Design ethics, clarity, and the way choices are presented

Notices and dialogs use plain language. Choices appear at moments when they matter. We avoid patterns that steer people toward accepting optional processing. When automated logic influences an outcome, we explain the main factors in ordinary words and keep a path open for human review. We consult independent guidance on fairness, learn from research into safer play and digital rights, and translate that learning into product decisions that respect dignity.

Changes to this policy

Law and technology evolve, and so does this policy. We may revise the text to reflect new obligations, clarify wording, or support new features. When a change is significant, we highlight it inside the product and, where required, ask for your acknowledgment. Continued use after an update signals acceptance of the revised policy. If you do not accept a change, you can limit optional features, adjust settings, or discontinue use.
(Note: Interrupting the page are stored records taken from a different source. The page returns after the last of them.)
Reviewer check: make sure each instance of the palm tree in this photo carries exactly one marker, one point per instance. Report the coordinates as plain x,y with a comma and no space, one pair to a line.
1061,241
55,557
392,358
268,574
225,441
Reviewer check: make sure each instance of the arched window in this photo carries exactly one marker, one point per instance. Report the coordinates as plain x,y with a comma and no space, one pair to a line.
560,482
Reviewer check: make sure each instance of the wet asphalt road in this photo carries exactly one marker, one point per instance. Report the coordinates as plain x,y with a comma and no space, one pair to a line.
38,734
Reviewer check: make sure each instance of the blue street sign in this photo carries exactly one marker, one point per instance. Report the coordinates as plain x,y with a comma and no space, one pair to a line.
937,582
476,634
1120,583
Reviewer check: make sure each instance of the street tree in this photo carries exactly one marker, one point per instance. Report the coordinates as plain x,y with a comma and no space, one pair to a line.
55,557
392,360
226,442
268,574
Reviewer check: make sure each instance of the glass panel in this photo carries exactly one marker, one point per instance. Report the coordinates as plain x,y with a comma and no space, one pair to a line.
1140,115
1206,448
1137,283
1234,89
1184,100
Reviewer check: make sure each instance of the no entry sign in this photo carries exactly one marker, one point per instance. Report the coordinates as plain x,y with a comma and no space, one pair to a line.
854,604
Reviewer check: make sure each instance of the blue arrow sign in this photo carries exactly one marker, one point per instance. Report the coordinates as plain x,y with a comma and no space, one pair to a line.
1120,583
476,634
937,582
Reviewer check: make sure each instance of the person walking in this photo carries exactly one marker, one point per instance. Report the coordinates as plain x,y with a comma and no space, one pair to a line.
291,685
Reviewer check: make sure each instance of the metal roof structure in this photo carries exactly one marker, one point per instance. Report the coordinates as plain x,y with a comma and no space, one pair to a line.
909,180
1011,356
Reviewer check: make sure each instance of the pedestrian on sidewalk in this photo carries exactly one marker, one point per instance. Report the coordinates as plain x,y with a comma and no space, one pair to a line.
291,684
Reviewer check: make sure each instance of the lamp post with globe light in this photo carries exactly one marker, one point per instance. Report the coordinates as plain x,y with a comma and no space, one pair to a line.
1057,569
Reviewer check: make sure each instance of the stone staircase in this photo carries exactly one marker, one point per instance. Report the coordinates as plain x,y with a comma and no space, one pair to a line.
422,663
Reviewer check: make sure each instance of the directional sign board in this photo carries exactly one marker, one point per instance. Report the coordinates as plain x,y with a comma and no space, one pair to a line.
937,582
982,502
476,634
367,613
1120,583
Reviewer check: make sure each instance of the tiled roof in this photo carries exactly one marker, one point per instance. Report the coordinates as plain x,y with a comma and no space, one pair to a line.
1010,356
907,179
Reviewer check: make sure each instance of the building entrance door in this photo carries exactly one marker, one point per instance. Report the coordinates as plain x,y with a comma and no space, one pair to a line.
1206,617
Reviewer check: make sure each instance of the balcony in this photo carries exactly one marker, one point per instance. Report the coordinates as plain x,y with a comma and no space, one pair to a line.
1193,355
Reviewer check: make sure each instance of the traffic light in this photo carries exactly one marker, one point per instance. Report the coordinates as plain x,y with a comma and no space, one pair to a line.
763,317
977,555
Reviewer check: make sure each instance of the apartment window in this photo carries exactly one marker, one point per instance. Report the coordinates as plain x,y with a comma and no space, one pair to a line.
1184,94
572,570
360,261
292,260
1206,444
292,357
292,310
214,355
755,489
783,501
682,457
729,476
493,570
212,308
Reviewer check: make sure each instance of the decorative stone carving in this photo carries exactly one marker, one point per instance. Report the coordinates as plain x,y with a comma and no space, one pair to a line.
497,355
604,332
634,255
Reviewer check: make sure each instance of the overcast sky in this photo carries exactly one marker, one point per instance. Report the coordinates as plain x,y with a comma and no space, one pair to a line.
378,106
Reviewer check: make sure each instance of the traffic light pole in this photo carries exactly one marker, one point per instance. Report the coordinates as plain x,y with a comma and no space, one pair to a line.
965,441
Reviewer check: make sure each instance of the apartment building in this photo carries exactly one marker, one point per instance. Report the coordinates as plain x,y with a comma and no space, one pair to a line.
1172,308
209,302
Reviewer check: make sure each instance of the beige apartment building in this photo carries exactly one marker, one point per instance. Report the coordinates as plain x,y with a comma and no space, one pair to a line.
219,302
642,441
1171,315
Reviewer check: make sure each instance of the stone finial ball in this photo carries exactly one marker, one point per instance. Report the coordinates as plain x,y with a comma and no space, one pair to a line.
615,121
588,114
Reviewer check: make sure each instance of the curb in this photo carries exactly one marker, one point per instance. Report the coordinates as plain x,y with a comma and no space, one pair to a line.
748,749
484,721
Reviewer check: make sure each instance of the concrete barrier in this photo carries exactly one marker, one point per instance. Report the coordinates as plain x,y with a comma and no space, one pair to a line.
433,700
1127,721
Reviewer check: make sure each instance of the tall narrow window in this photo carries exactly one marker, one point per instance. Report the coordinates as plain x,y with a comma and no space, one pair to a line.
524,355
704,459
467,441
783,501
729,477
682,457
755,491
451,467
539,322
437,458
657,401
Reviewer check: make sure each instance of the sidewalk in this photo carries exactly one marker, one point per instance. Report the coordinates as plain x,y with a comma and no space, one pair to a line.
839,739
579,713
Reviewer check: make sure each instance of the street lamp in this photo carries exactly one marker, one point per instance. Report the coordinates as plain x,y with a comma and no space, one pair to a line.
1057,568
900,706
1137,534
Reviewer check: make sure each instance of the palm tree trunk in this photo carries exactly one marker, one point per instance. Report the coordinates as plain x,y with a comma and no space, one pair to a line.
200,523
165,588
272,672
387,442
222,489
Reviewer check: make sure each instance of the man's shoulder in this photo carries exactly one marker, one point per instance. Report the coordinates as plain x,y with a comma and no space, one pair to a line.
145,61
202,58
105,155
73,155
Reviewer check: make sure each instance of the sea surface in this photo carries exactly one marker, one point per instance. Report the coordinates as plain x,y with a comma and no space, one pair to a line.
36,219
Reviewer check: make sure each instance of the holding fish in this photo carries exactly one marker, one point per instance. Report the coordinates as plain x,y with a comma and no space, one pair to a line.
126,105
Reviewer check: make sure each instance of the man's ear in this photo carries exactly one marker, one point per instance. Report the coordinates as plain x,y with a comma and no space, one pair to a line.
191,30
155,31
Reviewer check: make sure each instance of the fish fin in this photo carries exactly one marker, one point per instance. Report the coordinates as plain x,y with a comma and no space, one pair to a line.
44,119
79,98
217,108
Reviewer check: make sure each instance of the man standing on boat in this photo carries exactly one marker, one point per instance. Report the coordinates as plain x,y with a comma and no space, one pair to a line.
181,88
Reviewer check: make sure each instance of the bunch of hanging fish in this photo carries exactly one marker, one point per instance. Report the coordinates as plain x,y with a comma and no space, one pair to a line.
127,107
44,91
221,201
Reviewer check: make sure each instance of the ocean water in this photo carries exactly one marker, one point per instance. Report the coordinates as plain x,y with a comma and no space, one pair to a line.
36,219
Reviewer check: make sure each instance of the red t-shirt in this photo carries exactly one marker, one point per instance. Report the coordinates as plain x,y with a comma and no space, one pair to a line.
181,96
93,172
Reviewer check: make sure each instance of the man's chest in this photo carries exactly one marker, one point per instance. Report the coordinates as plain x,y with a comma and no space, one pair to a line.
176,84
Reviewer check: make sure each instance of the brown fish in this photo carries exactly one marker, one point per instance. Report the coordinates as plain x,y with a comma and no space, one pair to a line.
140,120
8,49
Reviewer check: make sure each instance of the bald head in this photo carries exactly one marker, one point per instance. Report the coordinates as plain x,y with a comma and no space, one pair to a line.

Oversight, remedies, and cooperation

If you believe your rights have not been respected, you can raise a concern through the mechanisms available in your account. You also have the right to bring a matter to the Dutch data protection authority. We cooperate with oversight bodies, follow binding directions, and treat every complaint as an opportunity to improve our explanations and our operations. Transparency supports trust, and trust is the foundation for a sustainable platform.

Relationship to other documents and language

This policy works alongside the Terms and Conditions, the Cookie Policy, and the rules that apply to specific products and promotions. Where texts appear to conflict, the clause that most precisely addresses the situation will guide the outcome while mandatory consumer rights remain in place. This policy is written in English to keep the text accessible. If a translation appears and differences arise, the version identified within the service as authoritative will prevail.

Closing statement

Privacy is part of product quality and part of respect for the people who choose to play. OneRed seeks to collect less, explain more, and give you practical control without adding friction. If a setting feels unclear, slow down, review your options, and proceed only when comfortable. Entertainment should live alongside care and clarity, and that is the balance we work to maintain each day.